A significant amount of debate between libertarian and non-libertarian political thinkers has to do with the distinction between negative and positive liberty. These two technical terms within political philosophy play a large role in determining the limits of permissible state action, as well as establishing just what the state exists to do in the first place.
Which means libertarians and non-libertarians interested in political ideas—and keen to having meaningful conversations about them—will benefit from understanding these two sorts of liberty.
If we want to start very simple, keeping our definitions to just two words each, negative liberty means “freedom from,” while positive liberty means “capacity to.”
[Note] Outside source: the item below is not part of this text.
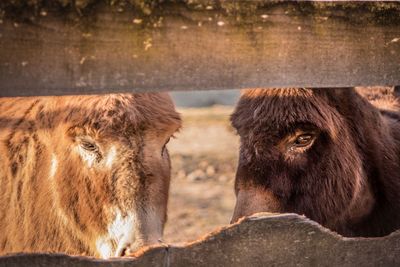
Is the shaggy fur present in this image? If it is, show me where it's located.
[231,88,400,236]
[0,93,180,257]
Another way of thinking about the difference—though again, it’s a rough one—is to see negative liberty as being about the absence of external limits, while positive liberty is about the absence of internal limits.
Let’s look at an example. Jack’s living in New York. He’d like go to California to visit family. Under a negative conception of liberty, Jack is free to go to California if nobody is actively preventing him from doing so. Thus his negative freedom would be violated if his neighbor locked Jack in the basement, or if someone stole his car.
But what if Jack’s so poor that he can’t afford a car or a plane ticket? What if Jack is sick and so not physically up to the trip? In these instances, no person prevents Jack from going to California, so Jack’s negative liberty remains intact. Yet he lacks the capacity to fulfill his desire and so, from a positive liberty standpoint, he is unfree.
Within the context of political philosophy—within the context of what the state is permitted to do and what it ought to do—a government protects Jack’s negative liberty by preventing the neighbor from locking Jack up and preventing the thief from stealing Jack’s car. If the state is unable to prevent these specific acts, it may punish the perpetrators, thus (we hope) reducing the likelihood of other, similar liberties violations. In addition to—or instead of—punishing violations, the state might force the violator to compensate Jack, striving to make him whole.
On the other hand, a state tasked with directly promoting Jack’s positive liberty might tax its citizens in order to buy Jack the car he couldn’t otherwise afford. Or it might use that revenue to pay for the medical care Jack needs to get back on his feet so he can travel. A positive liberty focused state would take active steps to assure Jack isn’t just free to pursue his desires, but also has the resources to attain them.
Typically, libertarians believe the state should only concern itself with negative liberty and should never undertake to actively promote positive liberty. In part this is because we recognize that, in order to give some people the resources they need to get what they want, it must take those resources from others. The money Jack uses to buy a car or pay his medical bills is money someone else now doesn’t have to pay for his or her own car or medical bills. (In a sense, this means the state has stolen a car from one person in order to give it to another, a violation of the victim’s negative liberty.) If the state tries to avoid this by, for instance, forcing the doctor to give Jack medical care for free, it has violated the doctor’s negative liberty to use his time as he sees fit.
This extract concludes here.